Looking more determined, Klein went on. “What I could not abide was that this hateful creat
ure threatened lives that I cherish.”
“You offer that more as an excuse than as a revelation,” Felicia shot back unexpectedly. “Isn’t it true that you could have immobilized your opponent, unmasked his plots, and secured your… friends, without administering a second, excessive dose of the venom? Was it any better than murder to turn that wretch into a living corpse?”
Klein was about to respond when Peebo decisively spoke out, with his eyes on his wife. “Compassion knows many forms but no boundaries. Tays’she had become so warped and sick with greed that he threatened untold numbers of his own species.

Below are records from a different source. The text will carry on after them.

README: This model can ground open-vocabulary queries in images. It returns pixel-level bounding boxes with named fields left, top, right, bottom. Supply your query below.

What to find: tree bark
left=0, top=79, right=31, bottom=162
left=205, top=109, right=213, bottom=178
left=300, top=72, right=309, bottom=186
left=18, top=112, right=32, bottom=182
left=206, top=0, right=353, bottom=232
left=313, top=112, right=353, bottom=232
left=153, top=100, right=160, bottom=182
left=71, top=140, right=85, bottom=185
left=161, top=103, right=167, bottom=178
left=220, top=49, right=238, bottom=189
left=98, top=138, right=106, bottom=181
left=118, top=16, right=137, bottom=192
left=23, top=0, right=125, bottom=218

I have already told you what kind of fears held me back. Thanks to Klein’s mastery of fear, the purple females face a future of freedom from oppression. They irrigate their groves with Klein’s blood.”

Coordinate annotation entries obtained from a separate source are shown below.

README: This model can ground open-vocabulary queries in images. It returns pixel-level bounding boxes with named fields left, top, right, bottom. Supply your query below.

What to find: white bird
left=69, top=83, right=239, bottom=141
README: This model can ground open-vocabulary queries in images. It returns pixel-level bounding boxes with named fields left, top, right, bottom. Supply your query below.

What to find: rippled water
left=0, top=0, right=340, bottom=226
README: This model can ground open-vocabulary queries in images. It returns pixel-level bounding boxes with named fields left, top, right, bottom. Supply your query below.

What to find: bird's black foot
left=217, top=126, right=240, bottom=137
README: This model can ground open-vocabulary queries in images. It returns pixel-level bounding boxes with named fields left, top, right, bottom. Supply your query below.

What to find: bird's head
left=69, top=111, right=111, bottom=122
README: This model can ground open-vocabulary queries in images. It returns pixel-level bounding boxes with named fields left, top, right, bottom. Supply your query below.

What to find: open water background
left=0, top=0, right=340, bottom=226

“They weren’t too noble to irrigate themselves with other fluids from this man,” Felicia spat back vehemently. “I assert his compassion was no more than an afterthought of lust.”
Cousin Al put a hand on her shoulder. “Felicia, you have proven your own worth time and again, but is it right to let your own turmoil roil the ponds of others? Please remember why we are here.”
“Peebo, Ed, I can speak for myself,” Klein interjected. “I have sensed since I came back that I had wronged Felicia somehow. Maybe that proves I can’t control where my actions lead, but I swear I had no intention to hurt her. And I know you all suffered more than I did in some ways,” he added, looking around the periphery of the circle. “Because it is your nature and your will to feel the pain of sins, to want to rectify what all of us, but I especially, brought out of the Evil Earth. I don’t deny it. And you, Felicia,” he said, turning to face her, “what mistake have I made to anger you?”